Только через десятки минут доктор подошёл к ним. В руках была сантиметровая лента, с помощью которой он замерил своим заложникам обхват головы.

– «Что это?», – спросил Паша в своей неопознанной манере, встречаясь взглядом с небесно-голубыми глазами доктора. Вопросительная интонация узнавалась, и доктор Крашник ответил:

– Знали, что по соотношению длины лба к черепу можно определить в целом соответствие размеров мозга и умственного развития.

Паша, как ему показалось, хмыкнул на это.

– Чисто физиологически, разумеется. Да и применяется это больше в отношении новорожденных и детей, чтобы диагностировать какие-то недостатки развития. Ещё так можно выявить некоторые неочевидные особенности нации и расы, – добавил он, переходя к Луизе и замеряя тем же образом её параметры. – Известный факт, что этот метод помогал Третьему Рейху в их идеологии.

Луиза обидчиво сбросила руки доктора с головы. Её этот разговор не цеплял.

– Мозг в своей субстанции намного сложнее и не зависит от размеров, что мне всегда нравилось. Никогда нельзя наверняка рассчитать, как поведёт себя нервная система при инвазивных методах лечения или даже при обычном гипнозе.

Паша проговорил нечто неопределённое, но доктор не стал акцентировать и продолжил свои манипуляции, приговаривая:

– Знаете сколько проб и ошибок было в истории психиатрии при поиске хоть каких-то мало-мальски пригодных медикаментов. От обычной передозировки препаратами Кальция можно вызвать не нарочно некроз участка мозга, который, как известно, необратим. Поэтому при просчитывании дозировки важно учитывать все возможные переменные.

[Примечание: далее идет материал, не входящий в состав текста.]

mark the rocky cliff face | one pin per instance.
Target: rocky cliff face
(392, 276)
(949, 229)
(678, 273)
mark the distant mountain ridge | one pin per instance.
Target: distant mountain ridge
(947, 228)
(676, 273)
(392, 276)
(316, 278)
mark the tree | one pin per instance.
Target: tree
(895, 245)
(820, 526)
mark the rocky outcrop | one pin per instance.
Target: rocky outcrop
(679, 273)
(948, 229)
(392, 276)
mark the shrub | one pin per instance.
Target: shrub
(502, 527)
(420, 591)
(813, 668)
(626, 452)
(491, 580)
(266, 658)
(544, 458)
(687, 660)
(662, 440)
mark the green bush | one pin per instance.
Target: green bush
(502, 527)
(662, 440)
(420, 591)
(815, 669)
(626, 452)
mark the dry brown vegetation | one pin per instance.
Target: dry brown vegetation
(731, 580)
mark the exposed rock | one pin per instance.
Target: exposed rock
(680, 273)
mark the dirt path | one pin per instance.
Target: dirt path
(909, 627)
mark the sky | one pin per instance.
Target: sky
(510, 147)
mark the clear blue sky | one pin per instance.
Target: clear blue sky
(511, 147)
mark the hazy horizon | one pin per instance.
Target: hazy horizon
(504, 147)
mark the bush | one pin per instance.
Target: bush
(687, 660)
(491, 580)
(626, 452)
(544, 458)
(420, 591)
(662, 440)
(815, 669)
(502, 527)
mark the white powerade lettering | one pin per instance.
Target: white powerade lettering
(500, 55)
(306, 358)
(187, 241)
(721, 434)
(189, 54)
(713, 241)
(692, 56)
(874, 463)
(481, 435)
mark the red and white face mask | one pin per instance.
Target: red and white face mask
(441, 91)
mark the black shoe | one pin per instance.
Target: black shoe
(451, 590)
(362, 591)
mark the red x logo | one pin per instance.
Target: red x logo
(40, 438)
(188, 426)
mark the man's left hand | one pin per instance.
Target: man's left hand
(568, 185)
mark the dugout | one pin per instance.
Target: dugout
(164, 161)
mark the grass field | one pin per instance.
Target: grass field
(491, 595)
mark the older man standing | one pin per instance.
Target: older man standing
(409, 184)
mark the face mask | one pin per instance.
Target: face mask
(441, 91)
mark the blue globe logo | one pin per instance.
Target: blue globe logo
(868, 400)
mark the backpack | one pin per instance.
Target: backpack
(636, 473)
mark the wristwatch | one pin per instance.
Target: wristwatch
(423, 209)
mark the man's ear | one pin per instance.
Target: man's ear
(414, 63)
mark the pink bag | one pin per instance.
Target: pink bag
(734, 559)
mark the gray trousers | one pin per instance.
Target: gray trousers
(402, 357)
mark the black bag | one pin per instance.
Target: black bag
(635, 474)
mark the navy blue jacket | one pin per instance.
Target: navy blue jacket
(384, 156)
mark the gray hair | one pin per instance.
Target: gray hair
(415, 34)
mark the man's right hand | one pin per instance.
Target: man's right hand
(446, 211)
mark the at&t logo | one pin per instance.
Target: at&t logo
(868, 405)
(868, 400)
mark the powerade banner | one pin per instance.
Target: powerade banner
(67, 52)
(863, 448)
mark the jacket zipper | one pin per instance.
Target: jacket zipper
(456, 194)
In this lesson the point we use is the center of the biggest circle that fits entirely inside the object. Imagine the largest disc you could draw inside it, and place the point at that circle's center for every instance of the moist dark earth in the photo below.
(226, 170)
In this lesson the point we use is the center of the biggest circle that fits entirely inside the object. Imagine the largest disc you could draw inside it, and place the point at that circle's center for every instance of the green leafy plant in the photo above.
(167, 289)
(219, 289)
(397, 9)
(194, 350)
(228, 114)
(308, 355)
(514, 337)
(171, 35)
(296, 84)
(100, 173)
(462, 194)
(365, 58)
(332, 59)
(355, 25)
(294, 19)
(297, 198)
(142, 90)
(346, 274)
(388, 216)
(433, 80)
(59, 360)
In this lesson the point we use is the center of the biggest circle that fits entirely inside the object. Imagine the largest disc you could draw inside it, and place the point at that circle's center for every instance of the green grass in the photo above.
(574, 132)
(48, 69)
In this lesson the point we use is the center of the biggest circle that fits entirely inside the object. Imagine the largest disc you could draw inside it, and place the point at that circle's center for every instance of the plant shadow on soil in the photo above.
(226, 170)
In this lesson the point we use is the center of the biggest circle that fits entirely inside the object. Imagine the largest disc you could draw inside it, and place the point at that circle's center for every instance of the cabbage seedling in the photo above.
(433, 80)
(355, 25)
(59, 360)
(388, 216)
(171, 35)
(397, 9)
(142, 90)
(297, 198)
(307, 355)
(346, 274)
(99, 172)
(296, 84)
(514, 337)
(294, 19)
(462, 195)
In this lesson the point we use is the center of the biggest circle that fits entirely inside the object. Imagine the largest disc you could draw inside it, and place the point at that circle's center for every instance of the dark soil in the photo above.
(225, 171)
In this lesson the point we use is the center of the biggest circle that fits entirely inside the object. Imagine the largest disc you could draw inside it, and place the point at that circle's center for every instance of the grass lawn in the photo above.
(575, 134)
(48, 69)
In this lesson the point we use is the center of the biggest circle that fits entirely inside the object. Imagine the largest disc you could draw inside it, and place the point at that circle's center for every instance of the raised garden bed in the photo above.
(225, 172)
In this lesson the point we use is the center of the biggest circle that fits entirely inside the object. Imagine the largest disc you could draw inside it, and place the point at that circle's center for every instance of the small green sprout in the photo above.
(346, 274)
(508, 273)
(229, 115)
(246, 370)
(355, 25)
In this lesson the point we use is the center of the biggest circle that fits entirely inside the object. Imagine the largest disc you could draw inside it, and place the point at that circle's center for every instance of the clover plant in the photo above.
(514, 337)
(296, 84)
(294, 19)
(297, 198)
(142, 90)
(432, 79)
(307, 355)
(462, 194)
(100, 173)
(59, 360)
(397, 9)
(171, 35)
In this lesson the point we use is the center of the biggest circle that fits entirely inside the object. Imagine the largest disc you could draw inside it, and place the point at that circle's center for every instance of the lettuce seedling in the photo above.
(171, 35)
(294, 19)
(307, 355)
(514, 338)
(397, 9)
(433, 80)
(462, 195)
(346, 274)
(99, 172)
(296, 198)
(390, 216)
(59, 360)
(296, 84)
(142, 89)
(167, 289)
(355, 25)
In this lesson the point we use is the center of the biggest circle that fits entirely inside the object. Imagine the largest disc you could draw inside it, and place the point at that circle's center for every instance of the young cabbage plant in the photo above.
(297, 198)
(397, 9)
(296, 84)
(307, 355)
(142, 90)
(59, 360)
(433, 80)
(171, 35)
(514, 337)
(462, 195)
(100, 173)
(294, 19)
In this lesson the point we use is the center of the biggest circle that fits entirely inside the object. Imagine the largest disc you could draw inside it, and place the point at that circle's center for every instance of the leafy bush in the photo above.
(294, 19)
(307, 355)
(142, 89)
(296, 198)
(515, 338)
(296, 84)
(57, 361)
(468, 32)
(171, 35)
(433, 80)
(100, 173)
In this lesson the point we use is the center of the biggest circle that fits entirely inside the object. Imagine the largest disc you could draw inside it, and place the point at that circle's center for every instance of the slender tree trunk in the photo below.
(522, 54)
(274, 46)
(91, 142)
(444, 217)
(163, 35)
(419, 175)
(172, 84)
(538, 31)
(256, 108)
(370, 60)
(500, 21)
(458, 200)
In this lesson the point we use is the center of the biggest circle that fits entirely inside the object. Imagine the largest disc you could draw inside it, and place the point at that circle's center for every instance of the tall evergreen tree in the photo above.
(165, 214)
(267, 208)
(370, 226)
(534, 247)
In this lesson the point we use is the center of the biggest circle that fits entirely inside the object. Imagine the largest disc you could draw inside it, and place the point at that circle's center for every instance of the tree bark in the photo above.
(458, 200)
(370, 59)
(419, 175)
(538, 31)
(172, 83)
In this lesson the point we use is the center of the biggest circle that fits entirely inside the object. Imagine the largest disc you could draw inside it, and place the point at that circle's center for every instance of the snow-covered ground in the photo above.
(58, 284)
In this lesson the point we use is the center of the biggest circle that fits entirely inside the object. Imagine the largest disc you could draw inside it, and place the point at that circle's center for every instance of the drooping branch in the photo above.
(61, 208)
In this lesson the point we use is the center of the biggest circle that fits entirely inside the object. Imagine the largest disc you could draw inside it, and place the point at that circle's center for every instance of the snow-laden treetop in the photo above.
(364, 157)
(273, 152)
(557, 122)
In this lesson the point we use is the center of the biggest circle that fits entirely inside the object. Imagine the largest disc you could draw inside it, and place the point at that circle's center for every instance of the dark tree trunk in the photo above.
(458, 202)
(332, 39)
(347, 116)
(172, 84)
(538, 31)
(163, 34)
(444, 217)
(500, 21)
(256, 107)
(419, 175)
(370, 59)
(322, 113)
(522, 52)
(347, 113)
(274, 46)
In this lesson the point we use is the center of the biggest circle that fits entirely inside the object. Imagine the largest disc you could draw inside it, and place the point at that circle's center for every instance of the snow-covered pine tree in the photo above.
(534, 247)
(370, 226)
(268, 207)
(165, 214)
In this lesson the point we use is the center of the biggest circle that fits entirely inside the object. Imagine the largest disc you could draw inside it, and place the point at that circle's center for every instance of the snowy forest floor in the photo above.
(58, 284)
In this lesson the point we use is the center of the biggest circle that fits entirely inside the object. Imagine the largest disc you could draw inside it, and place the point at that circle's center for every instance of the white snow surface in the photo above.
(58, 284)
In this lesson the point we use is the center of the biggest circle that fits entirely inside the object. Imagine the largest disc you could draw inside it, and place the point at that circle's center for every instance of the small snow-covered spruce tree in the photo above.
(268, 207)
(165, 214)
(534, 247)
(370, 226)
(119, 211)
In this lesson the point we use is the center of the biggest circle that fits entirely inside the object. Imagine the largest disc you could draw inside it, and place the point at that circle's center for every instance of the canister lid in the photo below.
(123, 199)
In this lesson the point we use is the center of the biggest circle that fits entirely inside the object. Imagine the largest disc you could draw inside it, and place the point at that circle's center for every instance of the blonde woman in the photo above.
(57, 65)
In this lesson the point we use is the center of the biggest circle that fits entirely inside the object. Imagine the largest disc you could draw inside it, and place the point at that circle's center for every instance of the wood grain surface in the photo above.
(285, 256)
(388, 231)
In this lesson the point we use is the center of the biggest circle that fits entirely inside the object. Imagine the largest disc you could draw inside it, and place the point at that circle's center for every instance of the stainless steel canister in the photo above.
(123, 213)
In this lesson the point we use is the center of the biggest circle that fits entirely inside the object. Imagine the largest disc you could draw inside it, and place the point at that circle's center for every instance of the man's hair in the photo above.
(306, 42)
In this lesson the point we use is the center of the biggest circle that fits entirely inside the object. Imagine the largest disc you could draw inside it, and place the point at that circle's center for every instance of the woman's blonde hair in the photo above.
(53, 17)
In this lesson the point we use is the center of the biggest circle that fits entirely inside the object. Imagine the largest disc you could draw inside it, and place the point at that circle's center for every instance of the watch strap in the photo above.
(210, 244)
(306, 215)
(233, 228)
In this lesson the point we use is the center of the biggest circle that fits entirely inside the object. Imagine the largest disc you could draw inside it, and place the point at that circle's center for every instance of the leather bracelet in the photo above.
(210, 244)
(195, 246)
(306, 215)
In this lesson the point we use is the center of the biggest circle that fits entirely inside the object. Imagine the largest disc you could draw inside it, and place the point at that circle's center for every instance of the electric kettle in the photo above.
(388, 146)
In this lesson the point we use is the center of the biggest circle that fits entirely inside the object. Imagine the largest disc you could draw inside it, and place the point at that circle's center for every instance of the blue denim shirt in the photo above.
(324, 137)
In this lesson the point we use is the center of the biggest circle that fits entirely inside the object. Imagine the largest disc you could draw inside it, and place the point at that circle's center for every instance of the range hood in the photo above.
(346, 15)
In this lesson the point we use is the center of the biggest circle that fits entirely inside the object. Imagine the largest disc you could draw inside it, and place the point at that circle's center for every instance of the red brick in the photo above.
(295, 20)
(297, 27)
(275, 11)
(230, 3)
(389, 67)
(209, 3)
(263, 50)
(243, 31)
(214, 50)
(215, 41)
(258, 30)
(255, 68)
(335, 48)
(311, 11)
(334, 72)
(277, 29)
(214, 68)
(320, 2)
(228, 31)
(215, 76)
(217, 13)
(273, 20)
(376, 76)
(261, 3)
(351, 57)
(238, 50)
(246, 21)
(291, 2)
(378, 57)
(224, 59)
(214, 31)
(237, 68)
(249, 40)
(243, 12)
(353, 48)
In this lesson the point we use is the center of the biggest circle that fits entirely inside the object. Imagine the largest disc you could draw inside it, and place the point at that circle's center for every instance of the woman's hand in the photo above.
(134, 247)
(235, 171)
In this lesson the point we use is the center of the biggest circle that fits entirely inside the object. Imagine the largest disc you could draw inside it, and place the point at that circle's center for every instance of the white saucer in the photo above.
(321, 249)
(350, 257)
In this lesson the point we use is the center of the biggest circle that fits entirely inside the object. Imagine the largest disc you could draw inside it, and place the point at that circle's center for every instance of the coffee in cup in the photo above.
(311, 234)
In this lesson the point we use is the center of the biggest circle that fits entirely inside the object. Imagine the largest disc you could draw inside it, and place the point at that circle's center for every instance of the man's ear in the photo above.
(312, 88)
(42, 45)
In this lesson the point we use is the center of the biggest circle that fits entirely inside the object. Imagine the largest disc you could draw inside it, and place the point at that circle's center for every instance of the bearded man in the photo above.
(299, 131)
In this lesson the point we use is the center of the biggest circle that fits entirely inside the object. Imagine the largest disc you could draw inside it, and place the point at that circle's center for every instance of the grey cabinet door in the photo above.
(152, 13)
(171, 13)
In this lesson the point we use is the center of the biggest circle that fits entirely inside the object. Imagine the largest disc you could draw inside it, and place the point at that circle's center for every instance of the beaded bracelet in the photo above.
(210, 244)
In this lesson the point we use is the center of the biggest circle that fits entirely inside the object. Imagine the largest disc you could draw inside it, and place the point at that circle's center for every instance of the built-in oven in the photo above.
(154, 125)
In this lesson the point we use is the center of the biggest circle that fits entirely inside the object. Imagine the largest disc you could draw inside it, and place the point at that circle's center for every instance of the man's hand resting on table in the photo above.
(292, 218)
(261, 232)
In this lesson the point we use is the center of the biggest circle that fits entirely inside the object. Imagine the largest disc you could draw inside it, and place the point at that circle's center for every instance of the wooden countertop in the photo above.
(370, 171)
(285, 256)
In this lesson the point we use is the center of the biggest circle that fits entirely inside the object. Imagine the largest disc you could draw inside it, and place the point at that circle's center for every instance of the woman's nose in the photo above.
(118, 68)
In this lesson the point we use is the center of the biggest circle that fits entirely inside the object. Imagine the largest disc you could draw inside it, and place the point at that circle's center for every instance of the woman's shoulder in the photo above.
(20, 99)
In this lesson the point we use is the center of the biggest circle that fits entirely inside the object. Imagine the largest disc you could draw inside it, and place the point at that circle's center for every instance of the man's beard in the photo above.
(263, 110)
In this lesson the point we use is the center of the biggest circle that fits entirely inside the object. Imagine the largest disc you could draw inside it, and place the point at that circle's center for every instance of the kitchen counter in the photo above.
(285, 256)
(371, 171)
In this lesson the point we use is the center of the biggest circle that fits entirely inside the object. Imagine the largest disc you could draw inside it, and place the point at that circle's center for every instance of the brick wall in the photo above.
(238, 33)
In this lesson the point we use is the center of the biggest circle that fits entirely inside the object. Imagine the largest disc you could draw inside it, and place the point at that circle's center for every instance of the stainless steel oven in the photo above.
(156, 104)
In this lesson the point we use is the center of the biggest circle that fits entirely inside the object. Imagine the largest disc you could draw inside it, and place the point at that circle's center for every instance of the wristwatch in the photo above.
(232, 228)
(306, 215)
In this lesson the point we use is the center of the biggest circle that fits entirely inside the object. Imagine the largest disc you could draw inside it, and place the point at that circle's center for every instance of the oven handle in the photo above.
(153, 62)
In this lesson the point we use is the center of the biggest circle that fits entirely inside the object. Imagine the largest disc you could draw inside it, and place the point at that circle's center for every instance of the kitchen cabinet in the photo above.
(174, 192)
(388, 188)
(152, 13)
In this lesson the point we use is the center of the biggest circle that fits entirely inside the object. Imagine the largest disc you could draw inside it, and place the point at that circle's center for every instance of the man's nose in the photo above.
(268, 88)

Паша заговорил опять, и реплика в этот раз была длиннее и спокойнее, как будто бы и не было уничтожающего всякую дикцию кляпа.

– Что ты там бубнишь, – закатил глаза доктор. – Ты мешаешь мне рассказывать.

Паша вновь повторил прежнюю фразу, но в этот раз медленнее, словно объяснял что-то ребёнку. В ответ только непонимание и заинтересованность на лице доктора.

– Если это того не стоит, я засуну его тебе так глубоко, что не помычишь больше, – предупредил доктор, возвращаясь обратно к Паше и развязывая верёвки на затылке. Распутав узлы, он извлёк обслюнявленный бинт изо рта парня. – Ну?

Паша прочистил горло и размял затекшую челюсть.

– Ну и что ты молчишь теперь? – не понял док, держа кляп в руке, как что-то антисанитарное. Вроде бы и обратно в тот же самый рот можно засунуть, а вроде бы и новый можно достать. Этот весь пожеванный и впитавший в себя запах дыхания.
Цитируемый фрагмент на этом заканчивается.